Morris’s powerful message contains almost a century’s worth of wisdom.
Morris said even though the Great Depression presented difficult times for many people, she and her family were blessed and did not know they had it hard. She described a wonderful childhood spent on a fairly-sizeable family farm.
During an era of hardship, Morris counted her blessings of having a good roof over her head, plenty to eat, the privilege to attend school and a family who abounded with love.
Even at a young age, Morris enjoyed the outdoors, farm life and tending to chores by her father’s side.
In her early teens, Morris experienced the loss of a parent. She and her older sister worked as a team to manage the house and farm, and cope.
While Morris saw to farm duties, her sister kept up the housework. Morris, known for her own remarkable pies, still raves over her eldest sibling’s prowess in the kitchen.
Both girls showered their baby sister with love and understanding, and made sure she was never at a loss for attention. The youngest sister carried an endearing childhood name well into her adult years.
For the most part of 1933, Morris was a carefree high school girl partaking in sports looking forward to her senior play and graduation.
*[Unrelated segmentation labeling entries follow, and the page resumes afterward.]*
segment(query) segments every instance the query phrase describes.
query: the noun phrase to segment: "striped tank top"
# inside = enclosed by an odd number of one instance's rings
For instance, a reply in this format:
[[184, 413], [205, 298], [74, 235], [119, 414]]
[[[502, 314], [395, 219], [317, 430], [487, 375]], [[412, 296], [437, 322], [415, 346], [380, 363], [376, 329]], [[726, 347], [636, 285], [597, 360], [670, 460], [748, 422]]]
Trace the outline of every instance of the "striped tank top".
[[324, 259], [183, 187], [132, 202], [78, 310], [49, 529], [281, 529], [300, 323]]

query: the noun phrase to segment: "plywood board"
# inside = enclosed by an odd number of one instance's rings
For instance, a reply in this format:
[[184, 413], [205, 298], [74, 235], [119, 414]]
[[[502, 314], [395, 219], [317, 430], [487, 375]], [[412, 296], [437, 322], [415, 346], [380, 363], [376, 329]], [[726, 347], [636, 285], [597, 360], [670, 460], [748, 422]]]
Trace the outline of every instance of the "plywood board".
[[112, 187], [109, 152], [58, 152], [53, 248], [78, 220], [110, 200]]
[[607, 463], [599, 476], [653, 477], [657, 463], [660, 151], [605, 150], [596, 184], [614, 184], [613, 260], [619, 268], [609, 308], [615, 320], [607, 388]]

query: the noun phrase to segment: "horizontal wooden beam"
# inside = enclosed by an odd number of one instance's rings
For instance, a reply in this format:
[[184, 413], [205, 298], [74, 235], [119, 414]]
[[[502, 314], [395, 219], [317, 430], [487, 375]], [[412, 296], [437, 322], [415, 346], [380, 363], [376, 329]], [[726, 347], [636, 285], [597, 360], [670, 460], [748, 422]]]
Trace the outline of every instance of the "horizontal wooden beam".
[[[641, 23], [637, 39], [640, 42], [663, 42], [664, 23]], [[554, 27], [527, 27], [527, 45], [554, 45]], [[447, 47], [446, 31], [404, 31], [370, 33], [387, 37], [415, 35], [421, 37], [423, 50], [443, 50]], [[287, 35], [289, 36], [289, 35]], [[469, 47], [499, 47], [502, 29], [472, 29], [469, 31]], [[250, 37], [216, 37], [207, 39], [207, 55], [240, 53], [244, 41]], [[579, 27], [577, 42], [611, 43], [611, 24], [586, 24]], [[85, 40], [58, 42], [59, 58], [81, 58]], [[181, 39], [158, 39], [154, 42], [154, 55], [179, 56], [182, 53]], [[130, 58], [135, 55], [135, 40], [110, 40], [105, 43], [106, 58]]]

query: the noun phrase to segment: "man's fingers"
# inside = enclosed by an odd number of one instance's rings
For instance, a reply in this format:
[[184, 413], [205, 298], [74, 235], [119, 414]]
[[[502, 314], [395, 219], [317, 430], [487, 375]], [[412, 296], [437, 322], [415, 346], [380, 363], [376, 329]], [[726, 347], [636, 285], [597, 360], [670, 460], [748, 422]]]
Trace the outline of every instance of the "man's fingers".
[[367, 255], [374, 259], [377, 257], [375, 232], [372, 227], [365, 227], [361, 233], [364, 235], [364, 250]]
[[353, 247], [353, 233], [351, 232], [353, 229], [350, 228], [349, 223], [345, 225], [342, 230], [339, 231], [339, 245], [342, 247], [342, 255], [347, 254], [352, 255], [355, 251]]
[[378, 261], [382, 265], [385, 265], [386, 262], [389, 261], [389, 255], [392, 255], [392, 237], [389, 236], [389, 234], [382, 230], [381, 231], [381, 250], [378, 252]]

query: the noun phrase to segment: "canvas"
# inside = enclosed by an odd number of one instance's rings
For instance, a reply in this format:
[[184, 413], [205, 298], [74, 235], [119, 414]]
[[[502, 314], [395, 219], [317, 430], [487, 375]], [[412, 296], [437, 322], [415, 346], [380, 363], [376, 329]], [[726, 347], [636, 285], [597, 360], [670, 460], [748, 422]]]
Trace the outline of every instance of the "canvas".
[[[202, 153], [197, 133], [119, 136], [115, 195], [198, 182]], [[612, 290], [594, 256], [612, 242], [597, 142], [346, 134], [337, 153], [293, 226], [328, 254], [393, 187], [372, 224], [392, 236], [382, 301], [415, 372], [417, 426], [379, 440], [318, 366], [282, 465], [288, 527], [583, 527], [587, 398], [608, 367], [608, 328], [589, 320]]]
Around Christmastime, a semester before graduation, Morris and her classmates received the news their school would have to close down because of a lack of funding.
The Great Depression hit North Alabama hard and education was one of many areas to suffer.
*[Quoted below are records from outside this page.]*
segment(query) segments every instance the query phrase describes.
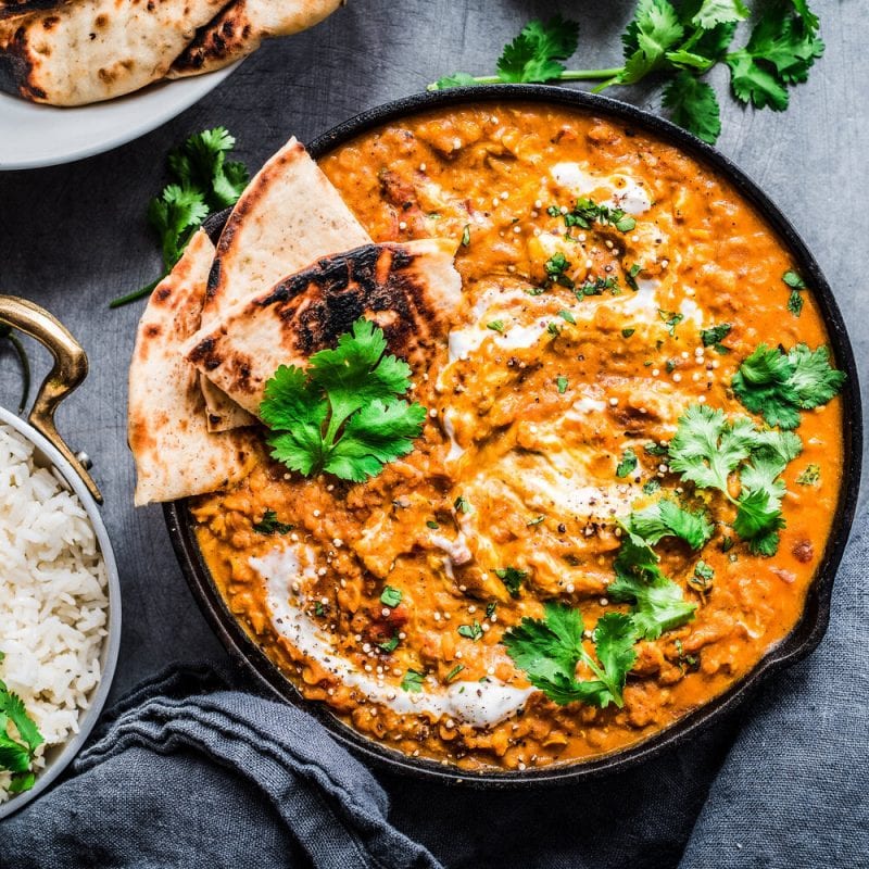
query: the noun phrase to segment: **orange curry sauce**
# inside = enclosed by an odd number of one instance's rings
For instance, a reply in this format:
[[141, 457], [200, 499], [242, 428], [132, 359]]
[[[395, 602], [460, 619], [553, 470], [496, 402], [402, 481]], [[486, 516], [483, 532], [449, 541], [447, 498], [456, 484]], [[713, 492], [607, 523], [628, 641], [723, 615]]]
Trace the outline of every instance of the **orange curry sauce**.
[[[193, 502], [205, 561], [254, 640], [306, 697], [362, 733], [464, 770], [614, 752], [745, 676], [799, 618], [823, 554], [840, 486], [840, 400], [802, 414], [804, 449], [783, 474], [786, 528], [771, 558], [752, 555], [728, 527], [733, 508], [721, 495], [694, 492], [645, 448], [666, 446], [697, 402], [745, 415], [729, 385], [758, 343], [826, 342], [810, 288], [802, 316], [788, 311], [782, 274], [794, 263], [770, 228], [672, 146], [565, 109], [438, 111], [367, 133], [320, 166], [376, 241], [454, 239], [466, 299], [449, 349], [444, 341], [429, 369], [414, 371], [429, 416], [410, 455], [351, 484], [287, 474], [264, 452], [247, 480]], [[571, 209], [579, 196], [620, 205], [635, 227], [595, 223], [567, 239], [547, 210]], [[600, 294], [578, 299], [547, 281], [558, 252], [575, 286], [601, 279]], [[703, 347], [700, 330], [722, 323], [732, 326], [729, 352]], [[627, 448], [639, 464], [620, 478]], [[818, 482], [798, 483], [809, 465]], [[650, 480], [662, 490], [650, 493]], [[656, 546], [664, 572], [696, 603], [694, 620], [638, 644], [622, 708], [558, 706], [528, 692], [504, 630], [541, 617], [551, 600], [579, 608], [587, 628], [627, 612], [606, 597], [615, 519], [663, 494], [706, 506], [716, 524], [702, 553], [673, 539]], [[293, 529], [255, 532], [267, 509]], [[727, 552], [726, 537], [735, 541]], [[377, 683], [374, 698], [280, 635], [251, 564], [275, 547], [295, 553], [308, 626]], [[701, 557], [715, 571], [703, 594], [688, 583]], [[517, 597], [494, 572], [506, 566], [527, 575]], [[385, 585], [401, 591], [398, 606], [381, 603]], [[391, 638], [398, 644], [383, 651]], [[489, 727], [437, 708], [402, 711], [410, 670], [432, 695], [458, 683], [473, 694], [489, 680], [527, 696]], [[453, 700], [461, 713], [463, 697]]]

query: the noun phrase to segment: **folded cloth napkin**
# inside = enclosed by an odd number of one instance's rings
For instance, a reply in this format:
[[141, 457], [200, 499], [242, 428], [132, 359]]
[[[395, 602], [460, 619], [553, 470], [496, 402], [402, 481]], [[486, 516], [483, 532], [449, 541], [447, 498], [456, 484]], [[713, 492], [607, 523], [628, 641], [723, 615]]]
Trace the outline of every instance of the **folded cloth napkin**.
[[0, 867], [439, 866], [311, 716], [231, 681], [187, 668], [128, 695], [73, 774], [2, 824]]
Her school allowed the seniors to hold the play before it closed. The much-anticipated senior play was a bittersweet homage and farewell to peaceful, cherished days spent learning and socializing during school hours.
Morris married while the school was closed. When the school reopened, it did not readmit her because she was a wife.
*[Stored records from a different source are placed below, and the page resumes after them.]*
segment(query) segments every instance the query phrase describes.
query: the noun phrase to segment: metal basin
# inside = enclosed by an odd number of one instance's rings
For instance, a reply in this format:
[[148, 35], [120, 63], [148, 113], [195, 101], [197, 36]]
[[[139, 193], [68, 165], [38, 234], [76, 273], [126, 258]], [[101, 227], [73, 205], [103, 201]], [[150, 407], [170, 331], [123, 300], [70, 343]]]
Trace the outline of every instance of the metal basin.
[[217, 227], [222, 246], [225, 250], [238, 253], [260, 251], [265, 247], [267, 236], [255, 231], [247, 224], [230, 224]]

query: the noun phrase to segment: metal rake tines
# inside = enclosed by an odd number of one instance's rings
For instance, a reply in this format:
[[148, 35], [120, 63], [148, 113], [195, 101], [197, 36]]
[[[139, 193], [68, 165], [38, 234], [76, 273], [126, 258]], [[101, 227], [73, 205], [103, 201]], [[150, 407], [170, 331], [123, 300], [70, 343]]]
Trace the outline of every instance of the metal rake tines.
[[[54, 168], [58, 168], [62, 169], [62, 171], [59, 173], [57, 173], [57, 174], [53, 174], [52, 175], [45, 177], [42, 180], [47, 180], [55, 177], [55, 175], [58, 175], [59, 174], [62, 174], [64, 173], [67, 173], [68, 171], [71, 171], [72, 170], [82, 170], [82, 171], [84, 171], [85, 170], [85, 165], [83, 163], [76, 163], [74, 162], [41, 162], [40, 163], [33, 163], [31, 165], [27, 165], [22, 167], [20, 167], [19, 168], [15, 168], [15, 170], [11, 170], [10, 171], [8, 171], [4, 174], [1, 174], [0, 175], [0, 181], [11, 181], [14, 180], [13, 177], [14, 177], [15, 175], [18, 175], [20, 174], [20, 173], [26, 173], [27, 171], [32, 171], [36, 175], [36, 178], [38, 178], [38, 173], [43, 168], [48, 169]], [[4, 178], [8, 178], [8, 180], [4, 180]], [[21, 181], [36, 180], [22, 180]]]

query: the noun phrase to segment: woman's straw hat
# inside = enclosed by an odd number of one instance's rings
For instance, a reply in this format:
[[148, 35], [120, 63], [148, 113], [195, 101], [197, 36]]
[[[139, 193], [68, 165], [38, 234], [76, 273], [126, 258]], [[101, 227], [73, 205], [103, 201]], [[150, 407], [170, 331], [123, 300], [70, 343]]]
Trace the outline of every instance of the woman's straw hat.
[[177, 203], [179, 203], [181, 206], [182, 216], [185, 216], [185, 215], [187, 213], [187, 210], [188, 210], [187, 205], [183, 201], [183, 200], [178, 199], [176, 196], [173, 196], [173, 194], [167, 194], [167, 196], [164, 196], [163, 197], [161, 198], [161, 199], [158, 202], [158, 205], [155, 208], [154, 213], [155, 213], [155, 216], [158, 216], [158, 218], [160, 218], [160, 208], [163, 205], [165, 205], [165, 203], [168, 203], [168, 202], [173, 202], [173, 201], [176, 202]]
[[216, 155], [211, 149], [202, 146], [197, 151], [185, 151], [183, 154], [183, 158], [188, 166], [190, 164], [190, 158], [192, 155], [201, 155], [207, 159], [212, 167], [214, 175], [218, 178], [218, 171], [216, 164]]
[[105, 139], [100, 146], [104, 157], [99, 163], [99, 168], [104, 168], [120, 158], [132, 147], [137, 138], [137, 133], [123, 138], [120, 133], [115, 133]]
Another obstacle besides her married status stood in the way. The proximity between the school and her house would have been too great for issued transportation to pick her up or for her to walk.
Morris farmed her entire married life. She and her husband planted corn, cotton and soybean crops. She fondly reminisced about pitching hay bales onto the truck alongside her husband.
Shelby Morris, Morris’s daughter-in-law, was shocked when she recently discovered, in all those years, Morris had never received her diploma. Upon hearing the story, Shelby made a point to help Morris fulfill a life-long goal.
Falkville High School recognized Morris as an honorary member of the 2010 class. The high school prepared two diplomas, the long awaited 1933 diploma and a 2010 diploma.
On graduation day, Morris marched into the gym with students who paid a special tribute to her. Seventy-seven years after her interrupted senior year, she accepted her diplomas in the presence of friends, family and inspired fans.
"She is an inspiration and a blessing in our life," Shelby said.
National news stations and publications caught wind of her remarkable story and captured the special occasion through their coverage.
Morris spoke to the seniors, and shared how her father used to drive the school bus, what her life was like when she was their age and advice on embarking on a new chapter in their lives.
Morris told the seniors to advance their education as far as they could. She said to never lose hope or forget dreams that seem impossible because they never knew what could happen.
Shelby said the seniors listened to Morris with respect and interest, and she was touched how they included her mother-in-law in their graduation ceremonies.
"It was a beautiful gesture from the seniors at Falkville," Shelby said.
Morris, who turned 96 in August, reminded a younger generation of a wise adage she has adhered to throughout her life: "Never, never give up."
Jade Currid is an intern with Cooperative Farming News.